Another report by the Czech Center for Investigative Journalism says that the Pentagon purchased obsolete weapons worth $71 million (among which were AK-47 assault rifles, grenade launchers and mortars) in the Czech Republic, Georgia, Serbia, Bulgaria, Romania and Ukraine.
“The Pentagon has used highly unusual and misleading legal documentation that exploits a loophole in the system designed to prevent diversions of arms to terrorists, embargoed groups, or war criminals,” the report stated.

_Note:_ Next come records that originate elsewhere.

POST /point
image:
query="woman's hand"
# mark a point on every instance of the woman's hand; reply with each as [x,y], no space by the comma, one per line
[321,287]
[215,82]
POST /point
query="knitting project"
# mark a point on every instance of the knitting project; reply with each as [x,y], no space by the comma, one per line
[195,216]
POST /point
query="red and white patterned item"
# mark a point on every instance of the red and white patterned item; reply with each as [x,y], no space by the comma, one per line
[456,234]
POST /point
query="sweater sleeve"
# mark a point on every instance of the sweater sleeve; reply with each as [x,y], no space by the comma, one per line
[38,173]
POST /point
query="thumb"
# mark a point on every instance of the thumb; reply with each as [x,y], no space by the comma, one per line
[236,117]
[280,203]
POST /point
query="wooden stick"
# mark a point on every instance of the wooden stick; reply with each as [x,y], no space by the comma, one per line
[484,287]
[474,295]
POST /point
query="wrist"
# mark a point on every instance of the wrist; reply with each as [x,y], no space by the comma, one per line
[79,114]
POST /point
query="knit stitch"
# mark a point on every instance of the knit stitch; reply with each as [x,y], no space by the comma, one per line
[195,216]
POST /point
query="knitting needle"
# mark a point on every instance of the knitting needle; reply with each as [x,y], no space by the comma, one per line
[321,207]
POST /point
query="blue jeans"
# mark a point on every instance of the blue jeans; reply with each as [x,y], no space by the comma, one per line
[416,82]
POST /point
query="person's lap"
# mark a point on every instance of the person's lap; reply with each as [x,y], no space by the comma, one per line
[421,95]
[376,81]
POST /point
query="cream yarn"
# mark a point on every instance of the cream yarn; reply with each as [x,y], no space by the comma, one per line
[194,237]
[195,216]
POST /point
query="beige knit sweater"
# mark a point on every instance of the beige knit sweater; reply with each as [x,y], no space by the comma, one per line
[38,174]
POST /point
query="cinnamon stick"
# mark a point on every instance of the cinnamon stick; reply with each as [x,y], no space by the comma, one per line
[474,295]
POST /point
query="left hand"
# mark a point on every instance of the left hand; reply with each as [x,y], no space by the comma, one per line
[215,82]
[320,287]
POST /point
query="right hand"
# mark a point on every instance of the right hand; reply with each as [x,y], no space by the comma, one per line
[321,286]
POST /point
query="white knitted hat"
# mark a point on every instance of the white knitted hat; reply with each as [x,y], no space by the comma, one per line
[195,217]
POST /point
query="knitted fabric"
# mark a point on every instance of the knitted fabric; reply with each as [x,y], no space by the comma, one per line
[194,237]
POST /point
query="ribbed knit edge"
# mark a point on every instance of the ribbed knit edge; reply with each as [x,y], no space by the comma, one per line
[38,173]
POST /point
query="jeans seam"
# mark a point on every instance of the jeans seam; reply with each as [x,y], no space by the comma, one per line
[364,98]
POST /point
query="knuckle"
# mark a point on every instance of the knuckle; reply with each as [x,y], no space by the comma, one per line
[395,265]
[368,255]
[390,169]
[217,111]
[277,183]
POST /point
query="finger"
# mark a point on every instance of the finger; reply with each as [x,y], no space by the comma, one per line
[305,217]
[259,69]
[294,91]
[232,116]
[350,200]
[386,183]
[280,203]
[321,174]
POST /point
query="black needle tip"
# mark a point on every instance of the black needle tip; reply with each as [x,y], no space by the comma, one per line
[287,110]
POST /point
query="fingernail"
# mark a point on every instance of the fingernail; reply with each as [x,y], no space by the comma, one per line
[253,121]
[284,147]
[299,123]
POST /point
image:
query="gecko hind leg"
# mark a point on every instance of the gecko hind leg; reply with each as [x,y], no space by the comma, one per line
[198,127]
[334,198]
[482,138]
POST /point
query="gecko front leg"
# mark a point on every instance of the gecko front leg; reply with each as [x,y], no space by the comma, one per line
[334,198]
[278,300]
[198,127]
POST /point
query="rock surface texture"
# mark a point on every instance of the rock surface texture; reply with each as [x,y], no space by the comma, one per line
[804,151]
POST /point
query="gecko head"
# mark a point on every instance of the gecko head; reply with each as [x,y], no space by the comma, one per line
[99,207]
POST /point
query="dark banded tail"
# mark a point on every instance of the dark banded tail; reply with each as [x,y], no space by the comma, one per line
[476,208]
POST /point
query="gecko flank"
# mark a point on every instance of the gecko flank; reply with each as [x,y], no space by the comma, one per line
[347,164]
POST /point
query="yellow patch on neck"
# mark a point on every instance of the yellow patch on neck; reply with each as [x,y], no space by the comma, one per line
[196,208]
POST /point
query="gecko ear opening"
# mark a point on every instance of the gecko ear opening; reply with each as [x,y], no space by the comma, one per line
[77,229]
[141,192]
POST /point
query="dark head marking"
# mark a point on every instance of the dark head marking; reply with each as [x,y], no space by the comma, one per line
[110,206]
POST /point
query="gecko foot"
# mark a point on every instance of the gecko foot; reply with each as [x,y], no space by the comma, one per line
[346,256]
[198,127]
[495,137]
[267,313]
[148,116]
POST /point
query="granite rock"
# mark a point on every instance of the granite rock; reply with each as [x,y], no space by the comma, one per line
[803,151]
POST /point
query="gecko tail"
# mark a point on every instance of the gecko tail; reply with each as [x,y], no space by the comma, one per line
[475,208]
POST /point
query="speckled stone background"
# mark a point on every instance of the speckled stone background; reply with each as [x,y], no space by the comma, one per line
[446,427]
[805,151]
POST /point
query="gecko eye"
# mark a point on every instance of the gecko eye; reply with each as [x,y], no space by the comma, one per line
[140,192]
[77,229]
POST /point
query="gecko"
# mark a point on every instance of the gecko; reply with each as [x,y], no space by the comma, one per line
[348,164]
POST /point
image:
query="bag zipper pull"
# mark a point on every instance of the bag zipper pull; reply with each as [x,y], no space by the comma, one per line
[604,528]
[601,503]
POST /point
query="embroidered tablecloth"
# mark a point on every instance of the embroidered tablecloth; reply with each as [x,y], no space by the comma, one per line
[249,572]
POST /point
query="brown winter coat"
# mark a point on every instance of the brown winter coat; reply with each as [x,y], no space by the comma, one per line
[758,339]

One of the documents needed for obtaining an export license for weapons is called an end-user certificate, which must guarantee that weapons will not fall into the wrong hands. According to the Czech Center for Investigative Journalism, the US Department of Defense provided false information for the certificate, claiming that the user would be the US Army.
Roy Isbister, a nonprofit organization helping to build safe zones in Saferworld conflict areas, says: "Americans, Europeans and many other states rely on end-user certificates as a key tool to prevent arms from being officially handed over to criminals, terrorists, guerrilla warriors, or brutal dictatorships that suppress civil liberties. If anyone who has end user certificates will decide to use or approve false data to cover the supply of weapons to Syria, he risks collapsing the entire control system".
The Pentagon is buying the arms through two channels: the Special Operations Command (SOCOM), which oversees special operations across all services of the U.S. military, and the Picatinny Arsenal, a little-known U.S. Army weapons facility in New Jersey.
“More than $900 million has been contracted to be spent by 2022, and nearly $600 million more has been budgeted or requested by the Trump administration. This brings the grand total of the Pentagon’s intended spending on its Syrian allies to $2.2 billion,” the report states.